To the extent that you can ever ‘expect’ to win a road game, this was that game. Cal had already beaten the Cougars in reasonably decisive fashion in Berkeley. Washington State is not yet a good basketball team, and they were without their 2nd leading scorer, Isaac Bonton. And the Bears did just that - they played a solid game, built a lead, withstood a WSU run, and won a game against a bad, weakened opponent on the road.
The prior paragraph is a normal basketball thing you write about a normal basketball team. I couldn’t have written that paragraph in either of the last two years. It’s somewhat exciting to say that Cal is gradually becoming a normal basketball team again.
What exactly did the Bears do to take advantage of a bit of good fortune? They made a team without much shooting miss a ton of shots. Washington State shot 35% on their 2 pointers and 22% on their 3 pointers, and only a whistle happy ref (39 combined 2nd half free throw attempts!) kept WSU’s offense afloat. It was Cal’s best defensive performance since they held Stanford to 50 points back in January.
Paris Austin was the star performer, but not necessarily because he led Cal in scoring. No, Paris Austin may have been Cal’s most influential defender. He spent a lot of time marking CJ Elleby, who was a miserable 4-18 from the field with 3 turnovers. Austin also chipped in with a couple steals and 8 important defensive rebounds, and when the game devolved into a ref-led foul fest, Austin was the perfect guy to drive the lane and take advantage of the inanity.

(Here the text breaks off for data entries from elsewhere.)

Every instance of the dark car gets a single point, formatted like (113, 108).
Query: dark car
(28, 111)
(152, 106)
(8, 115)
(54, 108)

The other star performer was Andre Kelly, who went 8-10 from the field and was Cal’s only threat as an offensive rebounder. Against WSU’s undersized lineup he was always a solid pick to have an efficient day inside, and he came through with just that kind of performance.
- I obliquely referenced the refs above, and it was pretty bad, though I don’t think it made a difference in the final outcome, and think on the whole Cal got the better end of the whistles. There were 11 combined fouls called in the first half . . . and a miserable 29 in the second half. If you’re doing the math, that comes down to a whistle every 41 seconds of game action. For what it’s worth, only 3 of those 29 fouls were late game intentional fouls. And I can’t say that I thought the game was particularly physical while I was watching, or particularly different after halftime. I can’t really make heads or tails of it.
- As conference play has gone on, Mark Fox has increasingly tightened his rotation, and against WSU only 15 combined minutes went to players outside of the core six man rotation of Bradley, Austin, Brown, Anticevich, Kelly, and South.
- The first 15 minutes of this game may have been the best stretch of basketball the Bears have played all season long. After 22 possessions the Bears led 30-13 and against a turnover forcing defense had coughed up the ball just twice. And one of those was an iffy offensive foul on Andre Kelly!
The Bears face the basketball world’s personification of Murphy’s Law next - the snakebit, unlucky, destitute Washington Huskies. Despite a top 10 recruiting class and a coach with back-to-back Pac-12 coach of the year awards, Washington shockingly sits at 2-11 in the Pac-12, a full three games behind our Bears. Not for nothing, but a win would clinch a finish better than last place for the first time in three years for the Bears, and would be a nice marker of progress in year one under Mark Fox.